Add that the study showed a statistically significant inverse relationship between antibody and complement levels (p<0.001), then consider that complement C3 levels below normal at baseline correlated with an increased risk of renal flare (p<0.001), and the trial further solidified La Jolla's resolve that its technology and drug are working, the company said. And the drug was well tolerated for as long as 92 weeks.

Also, Engle and La Jolla said a change in medical practice might have contributed to the trial's missed endpoint. In the Phase II/III trial, 31 percent of patients in the Riquent arm were receiving immunosuppressive treatments at study entry and 34 percent in the placebo arm. For the Phase III trial, those figures increased to 50 percent for the Riquent arm and 41 percent for the placebo group.

"That's a sad commentary on the health of the patients, but it's also affecting our trial," Engle said.

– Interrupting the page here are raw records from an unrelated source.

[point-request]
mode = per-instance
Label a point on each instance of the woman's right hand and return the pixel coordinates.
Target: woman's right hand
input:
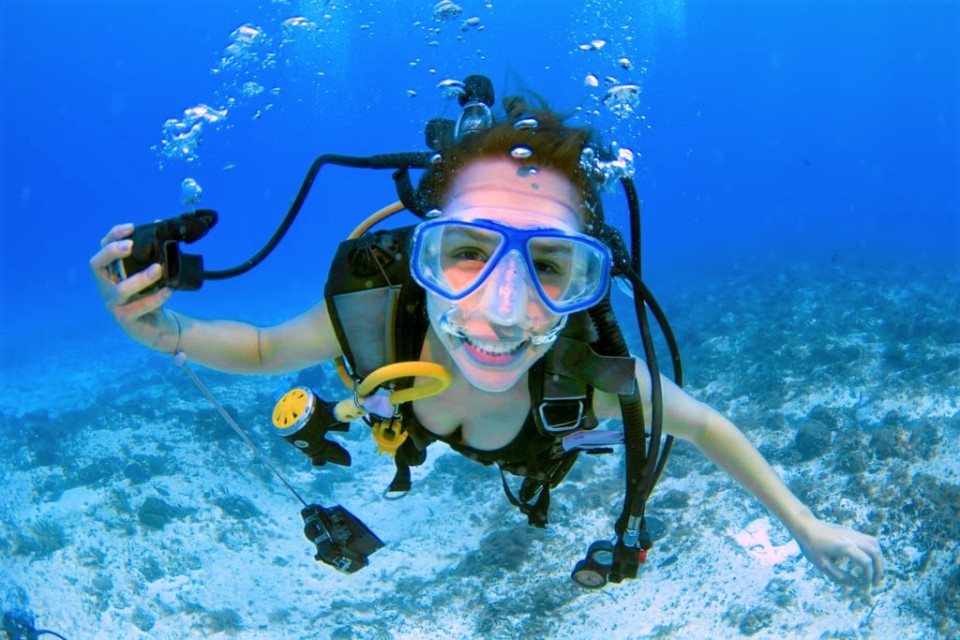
(141, 317)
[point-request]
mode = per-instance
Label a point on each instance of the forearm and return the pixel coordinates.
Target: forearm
(723, 443)
(225, 345)
(238, 347)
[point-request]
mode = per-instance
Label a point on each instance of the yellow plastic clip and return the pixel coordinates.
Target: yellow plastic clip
(389, 435)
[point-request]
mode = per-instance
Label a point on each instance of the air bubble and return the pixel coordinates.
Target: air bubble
(526, 123)
(190, 192)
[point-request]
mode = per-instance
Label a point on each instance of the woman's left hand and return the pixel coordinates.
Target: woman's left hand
(827, 545)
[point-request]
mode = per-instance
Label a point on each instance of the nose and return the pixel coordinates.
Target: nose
(507, 291)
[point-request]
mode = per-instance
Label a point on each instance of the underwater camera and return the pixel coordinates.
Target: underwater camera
(160, 242)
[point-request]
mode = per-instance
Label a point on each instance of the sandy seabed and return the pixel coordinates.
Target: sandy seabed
(131, 510)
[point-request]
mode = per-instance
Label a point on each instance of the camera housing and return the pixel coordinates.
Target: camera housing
(159, 242)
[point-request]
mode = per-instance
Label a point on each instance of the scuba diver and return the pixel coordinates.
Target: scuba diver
(504, 287)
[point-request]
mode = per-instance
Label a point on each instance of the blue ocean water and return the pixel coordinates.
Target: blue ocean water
(776, 143)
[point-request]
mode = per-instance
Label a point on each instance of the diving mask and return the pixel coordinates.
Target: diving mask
(453, 258)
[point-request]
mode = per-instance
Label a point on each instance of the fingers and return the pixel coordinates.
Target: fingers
(132, 311)
(107, 255)
(137, 283)
(116, 233)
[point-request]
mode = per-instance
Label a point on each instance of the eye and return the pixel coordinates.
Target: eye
(469, 254)
(548, 268)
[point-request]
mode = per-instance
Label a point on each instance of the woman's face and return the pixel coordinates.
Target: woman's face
(493, 345)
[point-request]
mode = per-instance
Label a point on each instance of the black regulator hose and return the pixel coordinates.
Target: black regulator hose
(403, 160)
(612, 343)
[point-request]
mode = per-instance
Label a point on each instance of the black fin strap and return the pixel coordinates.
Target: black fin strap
(536, 512)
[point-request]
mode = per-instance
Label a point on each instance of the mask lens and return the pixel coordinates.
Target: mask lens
(569, 271)
(453, 259)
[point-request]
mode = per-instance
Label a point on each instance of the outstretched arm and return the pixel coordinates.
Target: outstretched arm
(220, 344)
(825, 545)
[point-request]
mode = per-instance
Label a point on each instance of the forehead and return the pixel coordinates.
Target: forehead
(515, 195)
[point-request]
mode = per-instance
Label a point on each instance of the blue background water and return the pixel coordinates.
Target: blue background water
(771, 129)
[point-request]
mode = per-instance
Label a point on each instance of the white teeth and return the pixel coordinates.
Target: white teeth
(495, 348)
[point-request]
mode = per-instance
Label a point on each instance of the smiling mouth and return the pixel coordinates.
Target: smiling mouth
(492, 353)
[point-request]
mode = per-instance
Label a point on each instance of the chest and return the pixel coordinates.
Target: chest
(487, 421)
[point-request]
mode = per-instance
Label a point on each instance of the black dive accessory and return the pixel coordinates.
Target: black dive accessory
(159, 242)
(341, 539)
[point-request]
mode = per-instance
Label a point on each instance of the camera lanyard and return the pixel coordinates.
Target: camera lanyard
(180, 359)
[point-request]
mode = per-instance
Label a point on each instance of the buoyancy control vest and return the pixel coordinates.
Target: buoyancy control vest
(379, 315)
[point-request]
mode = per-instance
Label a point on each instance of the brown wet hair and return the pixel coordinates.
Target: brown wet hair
(553, 145)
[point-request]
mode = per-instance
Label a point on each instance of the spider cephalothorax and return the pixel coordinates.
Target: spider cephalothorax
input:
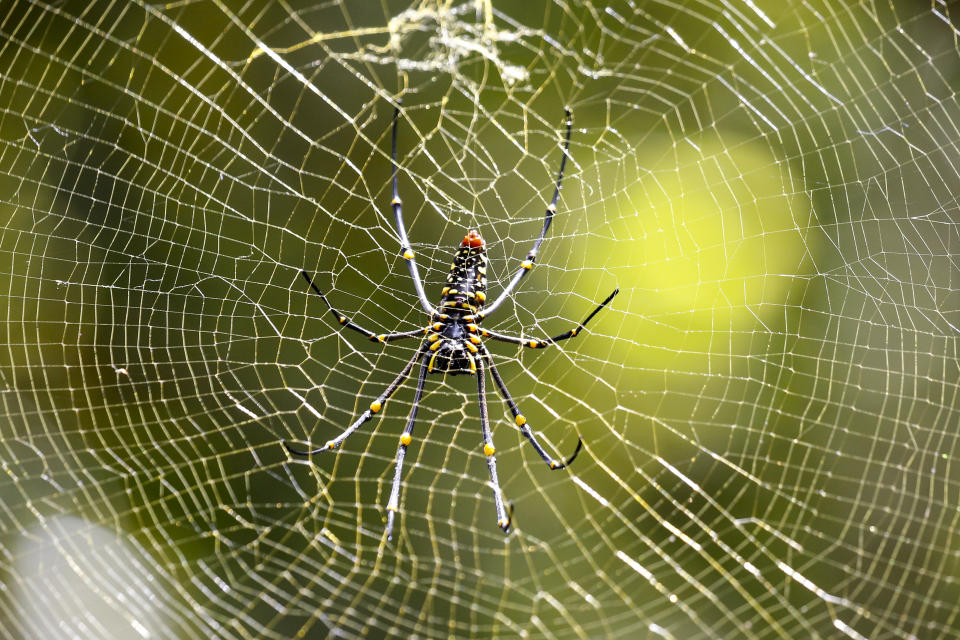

Engle said that while the trial wasn't meant to "dramatically beat the effect of immunosuppressives" for lupus patients, "what we did plan was to provide a simple benefit with much less side effect and general immune suppression. It is core to why a drug like our drug should be approved."

However, even with all that said, the fact remains that "we still didn't get the primary endpoint," Engle said. What to do about that is not yet clear. The company will take several more weeks to finish analyzing the data, then approach regulatory authorities in both the U.S. and Europe.

"We can't predict past that point," Engle said, but added that the company will continue its follow-on safety trial.

Separately, La Jolla has LJP 1082 for antibody-mediated thrombosis that finished a Phase I/II trial last year. The product requires some toxicology work before another clinical trial is initiated, but the reduction of antibodies in the Riquent trial adds validity to La Jolla's technology and to LJP 1082, Engle said.

"In terms of one more large-scale trial, [the Riquent Phase III] does show our technology works in lowering antibodies," Engle said. "We won't change our direction."

When the Phase II/III trial missed, partner Abbott Laboratories, of Abbott Park, Ill., left the collaboration and Riquent remains unattached today. As of Sept. 30, the company had about $65 million in cash, cash equivalents and short-term investments. La Jolla has said it expected to have the financial legs to last through the fourth quarter if it did not need to ramp up for a Riquent launch, and Engle said Tuesday the company would further "manage our costs." In late November it filed a $125 million shelf registration statement. (See BioWorld Today, Sept. 21, 2000.)

But the biggest need on the horizon, Engle said, is "to get that conversation with the FDA to occur first."